Le Séminaire investit aussi beaucoup dans les ressources halieutiques et en particulier dans la restauration de frayères. Le nombre de truites pêchées a cependant diminué dans les dernières années, passant d’un sommet à près de 140 000 truites en 1992 à 80 000 en 2012. À ce sujet, M. Laliberté m’a indiqué que le potentiel est toujours là. Une des principales raisons expliquant cette diminution provient des membres mêmes des Clubs qui ont pris la décision de diminuer les captures par mesure de précaution. À noter que c’est le Service forestier qui détermine les quotas de chasse et de pêche pour les Clubs.

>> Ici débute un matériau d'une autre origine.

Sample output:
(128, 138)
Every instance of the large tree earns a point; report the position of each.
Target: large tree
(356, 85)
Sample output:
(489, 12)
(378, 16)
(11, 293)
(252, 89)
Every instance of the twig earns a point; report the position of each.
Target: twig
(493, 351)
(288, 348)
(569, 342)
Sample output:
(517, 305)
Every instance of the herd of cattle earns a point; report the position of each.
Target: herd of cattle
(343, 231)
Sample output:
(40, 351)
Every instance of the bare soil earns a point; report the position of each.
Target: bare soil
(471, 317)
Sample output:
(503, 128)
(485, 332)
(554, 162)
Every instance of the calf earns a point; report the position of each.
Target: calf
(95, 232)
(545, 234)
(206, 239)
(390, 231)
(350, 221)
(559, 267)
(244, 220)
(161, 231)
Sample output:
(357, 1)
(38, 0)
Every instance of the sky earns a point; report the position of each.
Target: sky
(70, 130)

La possibilité forestière, calculée dans le respect du rendement soutenu, montre une tendance à la hausse dans le temps (Figure ci-dessous — pour le PGAF 2015-2025 les résultats seront disponibles en fin d’année). Le creux au milieu des années 1990 fait suite à une épidémie de la tordeuse des bourgeons de l’épinette (TBE). La récolte fut très variable dans les 25 dernières années et a parfois excédé la possibilité forestière.
Une nouvelle épidémie de la TBE est en développement et la stratégie est de récolter les peuplements les plus vulnérables. La prise en compte des impacts de cette nouvelle épidémie de la TBE dans les calculs de la possibilité forestière sera faite a posteriori. Précisons que si le PGAF est révisé chaque 10 ans, la possibilité est recalculée chaque 5 ans. Pour le PGAF précédent, les calculs avaient été faits avec SYLVA II. Pour le prochain PGAF, c’est le logiciel Woodstock qui sera utilisé.

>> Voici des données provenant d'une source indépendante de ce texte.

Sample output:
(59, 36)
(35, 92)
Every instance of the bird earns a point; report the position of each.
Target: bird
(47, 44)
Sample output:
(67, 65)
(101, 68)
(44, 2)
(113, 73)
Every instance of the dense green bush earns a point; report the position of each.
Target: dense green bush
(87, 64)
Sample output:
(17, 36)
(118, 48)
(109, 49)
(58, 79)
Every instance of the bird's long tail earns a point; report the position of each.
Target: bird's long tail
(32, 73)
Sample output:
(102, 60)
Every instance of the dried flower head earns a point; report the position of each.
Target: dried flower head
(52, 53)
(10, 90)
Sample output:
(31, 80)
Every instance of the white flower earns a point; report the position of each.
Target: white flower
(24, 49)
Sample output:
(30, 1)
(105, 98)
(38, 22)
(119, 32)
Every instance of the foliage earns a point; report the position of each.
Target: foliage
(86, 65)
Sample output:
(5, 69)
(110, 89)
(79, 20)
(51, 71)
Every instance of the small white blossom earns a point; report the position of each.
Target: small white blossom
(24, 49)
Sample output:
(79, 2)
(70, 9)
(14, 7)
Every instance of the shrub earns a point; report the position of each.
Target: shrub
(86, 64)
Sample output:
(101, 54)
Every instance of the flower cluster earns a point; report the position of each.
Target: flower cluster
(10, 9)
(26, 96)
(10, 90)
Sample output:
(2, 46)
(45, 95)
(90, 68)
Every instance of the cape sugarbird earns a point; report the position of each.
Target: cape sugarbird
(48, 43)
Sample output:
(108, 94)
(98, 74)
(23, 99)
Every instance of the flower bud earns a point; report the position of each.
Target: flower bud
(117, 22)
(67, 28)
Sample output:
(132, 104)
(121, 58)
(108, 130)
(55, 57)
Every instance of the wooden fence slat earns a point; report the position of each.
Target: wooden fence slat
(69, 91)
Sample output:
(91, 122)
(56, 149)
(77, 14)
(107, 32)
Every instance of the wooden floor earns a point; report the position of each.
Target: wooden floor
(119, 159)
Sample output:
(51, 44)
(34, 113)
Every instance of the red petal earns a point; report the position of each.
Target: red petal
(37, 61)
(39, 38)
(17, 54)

Si la coupe avec protection de la régénération et des sols (CPRS) est l’intervention sylvicole dominante, elle est loin d’être la seule. Il y a une diversité de traitements sylvicoles (plantations, éclaircies précommerciales,…) qui sont financés approximativement à 50% par le Séminaire. Les coûts sont partagés avec les programmes de subvention en forêt privée et de déductions de taxes foncières associés aux travaux sylvicoles.
Les travaux d’aménagement (récolte, construction de chemins…) apportent annuellement de l’emploi à environ 400 travailleurs. L’été dernier, avec les travaux pour le développement de l’énergie éolienne, ce sont plus de 1000 travailleurs qui se sont ajoutés.

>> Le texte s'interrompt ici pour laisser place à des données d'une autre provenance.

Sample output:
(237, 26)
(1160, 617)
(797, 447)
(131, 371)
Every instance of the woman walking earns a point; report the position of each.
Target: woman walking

Il y a de très nombreux suivis qui se font sur les terres du Séminaire. En particulier, toutes les différences entre les coupes planifiées et effectivement réalisées, aussi petites soient-elles, doivent être expliquées.
Finalement, même si le Séminaire assume beaucoup de coûts, l’aménagement de ce territoire est très rentable et remplit sa Mission plus de trois fois centenaire de pourvoir tant à l’entretien des bâtiments du Séminaire qu’à ses nombreuses œuvres (+ de 100), comme le souhaitait son fondateur.
Un gros merci à M. Jacques Laliberté, Régisseur au Service forestier du Séminaire de Québec, pour le temps qu’il a consacré à répondre à mes questions.